8.18.2010

Version, Part 3

Here's another version to bookmark: The Cotton Patch Gospel.

This version has been around for decades and you can still buy it from Koinonia Partners if you want it in print.  Clarence Jordan, who started the Koinonia Movement in Americus, Georgia during the Civil Rights Era was a New Testament Scholar (a farmer with a PhD) who also wrote a paraphrase of the New Testament, but in South Georgia language.  Koinonia Farm and Clarence Jordan are also the influences that led to Habitat for Humanity and many other great mission movements.

This is a fun version to read.  City names have been changed and the language is very much adapted to a specific audience.  For instance, when Joseph and Mary went to Bethlehem, here's how it reads:

It happened in those days that a proclamation went out from President Augustus that every citizen must register.
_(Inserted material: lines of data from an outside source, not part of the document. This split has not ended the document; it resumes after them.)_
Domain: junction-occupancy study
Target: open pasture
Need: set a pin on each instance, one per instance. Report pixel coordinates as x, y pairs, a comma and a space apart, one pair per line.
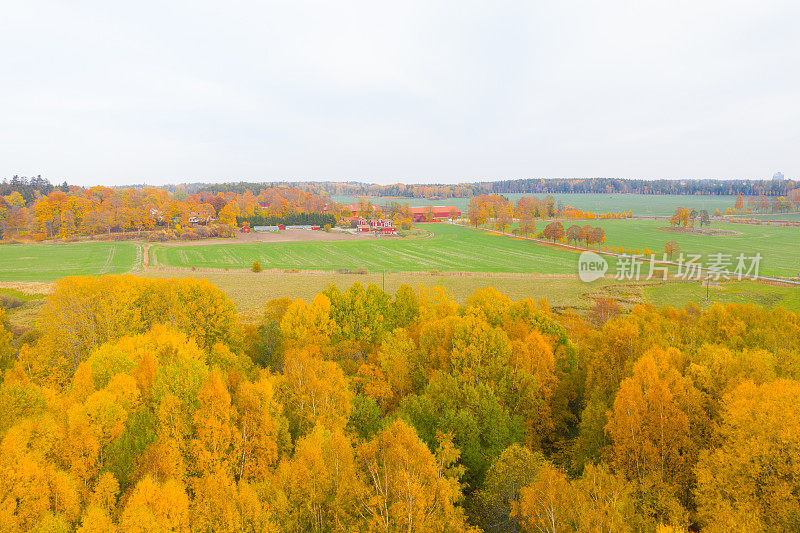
452, 248
49, 262
645, 205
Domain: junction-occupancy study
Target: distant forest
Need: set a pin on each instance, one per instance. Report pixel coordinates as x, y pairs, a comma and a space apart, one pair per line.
532, 186
28, 187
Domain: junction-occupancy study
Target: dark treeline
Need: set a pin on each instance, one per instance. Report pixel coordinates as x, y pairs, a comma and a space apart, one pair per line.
611, 185
528, 186
290, 219
28, 187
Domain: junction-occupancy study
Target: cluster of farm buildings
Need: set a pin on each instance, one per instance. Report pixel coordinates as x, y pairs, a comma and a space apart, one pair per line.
378, 226
385, 226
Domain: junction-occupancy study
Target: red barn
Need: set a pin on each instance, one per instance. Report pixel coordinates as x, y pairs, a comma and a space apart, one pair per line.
439, 212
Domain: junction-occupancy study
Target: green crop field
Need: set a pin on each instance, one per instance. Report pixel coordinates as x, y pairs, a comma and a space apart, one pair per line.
778, 246
48, 262
640, 204
772, 216
452, 248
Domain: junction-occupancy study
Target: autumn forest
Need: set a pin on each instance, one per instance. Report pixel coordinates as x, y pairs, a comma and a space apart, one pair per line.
139, 404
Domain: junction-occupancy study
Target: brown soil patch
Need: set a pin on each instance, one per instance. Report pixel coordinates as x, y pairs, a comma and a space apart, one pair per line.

This was the first registration while Quirinius was Secretary of War. So everybody went to register, each going to his own home town. Joseph too went up from south Georgia from the city of Valdosta, to his home in north Georgia, a place named Gainesville, to register with his bride Mary, who by now was heavily pregnant.
When Jesus went to John to be baptized, it says that Jesus went from Albany up to the Chattahoochee.  For a South Georgian (I grew up just outside of Valdosta), I love this version, though it holds no historical or academic authority.  For a native of the South, it will cause you to read a text you thought was familiar and say, "Oh, I never saw it that way before!"  Just wanted to share.